More subverts some medieval expectations, though, in the makeup of the tables. Firstly, Utopian company is mixed, not ordered by rank as in the Middle Ages. More writes, “those of about the same age sit together, yet are mingled with others of a different age… [so] that the dignity of the aged, and the respect due them, may restrain the younger people” (More 81). The serving of food also doesn’t reflect hierarchy, as it did in the Middle Ages: “Dishes of food are not served… in order from top to bottom, but all the old persons… are served with the best food” (More 81). However, “The oldest of every household… is the ruler,” so the order of service still follows a familial hierarchy (79). Additionally, Utopians populate both sides of each table, and “The men sit with their backs to the wall, the women on the outside” (More 80). This differs from feats in the Middle Ages, where “The other side of the table is unoccupied so that food may be served” (Brewer 136-7).
Food and Entertainment
In the Renaissance, preparing dishes from foreign cultures was a way to show finesse. However, Utopia is intentionally isolated from other countries. Most of the city’s food comes from within Utopia, and More emphasizes this self-sufficiency (More 79). This is yet another way in which More rejects the norms of his time.

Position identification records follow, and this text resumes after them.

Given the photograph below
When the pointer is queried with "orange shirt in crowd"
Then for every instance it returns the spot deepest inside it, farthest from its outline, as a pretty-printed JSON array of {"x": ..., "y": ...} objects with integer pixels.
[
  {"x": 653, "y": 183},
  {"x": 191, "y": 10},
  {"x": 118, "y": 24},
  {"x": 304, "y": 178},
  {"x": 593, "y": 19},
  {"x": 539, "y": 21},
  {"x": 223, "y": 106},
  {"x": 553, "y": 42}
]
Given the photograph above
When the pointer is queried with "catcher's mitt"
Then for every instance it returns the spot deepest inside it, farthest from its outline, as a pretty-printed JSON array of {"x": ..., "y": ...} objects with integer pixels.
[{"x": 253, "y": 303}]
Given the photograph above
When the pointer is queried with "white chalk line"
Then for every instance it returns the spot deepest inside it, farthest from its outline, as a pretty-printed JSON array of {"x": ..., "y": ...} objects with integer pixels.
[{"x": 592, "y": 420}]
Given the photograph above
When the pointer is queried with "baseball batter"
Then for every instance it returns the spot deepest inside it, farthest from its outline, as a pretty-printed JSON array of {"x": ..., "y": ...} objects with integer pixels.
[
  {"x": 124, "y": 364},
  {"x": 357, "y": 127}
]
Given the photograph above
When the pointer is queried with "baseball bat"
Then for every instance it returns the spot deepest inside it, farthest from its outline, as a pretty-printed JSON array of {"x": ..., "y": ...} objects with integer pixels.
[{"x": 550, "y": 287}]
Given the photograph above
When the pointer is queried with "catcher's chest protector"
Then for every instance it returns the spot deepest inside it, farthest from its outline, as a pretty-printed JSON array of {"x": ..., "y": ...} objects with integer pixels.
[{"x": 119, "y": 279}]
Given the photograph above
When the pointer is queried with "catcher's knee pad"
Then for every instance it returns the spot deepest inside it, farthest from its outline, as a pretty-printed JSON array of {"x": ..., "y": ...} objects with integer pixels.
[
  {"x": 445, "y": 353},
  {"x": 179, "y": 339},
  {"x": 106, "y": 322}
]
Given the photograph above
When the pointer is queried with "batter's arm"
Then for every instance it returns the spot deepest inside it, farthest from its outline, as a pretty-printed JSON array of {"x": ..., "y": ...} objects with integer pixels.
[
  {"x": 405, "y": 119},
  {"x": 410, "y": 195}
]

Still, More accepts some Early Modern ways. In the Renaissance, dishes were meant to provoke thought more than to awe guests or assert dominance. Utopia combines medieval emphasis on entertainment with this introspection, as “No evening meal passes without music, and the dessert course is never scanted” and a “reading on an oral topic” takes place (More 81).
Social Role
Renaissance feasts also emphasized the possibility of upward mobility, as they focused on the raising of money and the skills of chefs. In Utopia, instead, “slaves do all the particularly dirty and heavy work” (More 80). Utopian dinners are not about money. Still, Renaissance feasts had a renewed purpose of strengthening communities, and Utopian feasts definitely fit this descriptor. The Utopians “take their meals in common” (80). Therefore, while More wants to break from current norms to revert to a medieval form of social gathering, he still captures the spirit of the Renaissance feast.
See Also
Works Cited
Brewer, Derek, “Feasts,” A Companion to the Gawain-Poet, edited by Jonathan Gibson. Boydell & Brewer Ltd., 1997, pp. 129-142.
More, Thomas. “Utopia.” The Norton Anthology of English Literature: The Sixteenth Century, 10th edition, ed. Stephen Greenblatt. W. W. Norton & Company, Inc., New York, 2018, pp. 44-117.
Wells, Sharon. “Manners Maketh Man: Living, Dining and Becoming a Man in the Later Middle Ages.” Rites of Passage: Cultures of Transition in the Fourteenth Century, edited by Nicola F. McDonald and W. M. Ormrod, Boydell and Brewer, 2004, pp. 67-82. JSTOR, www.jstor.org/stable/10.7722/j.ctt81wj0.9.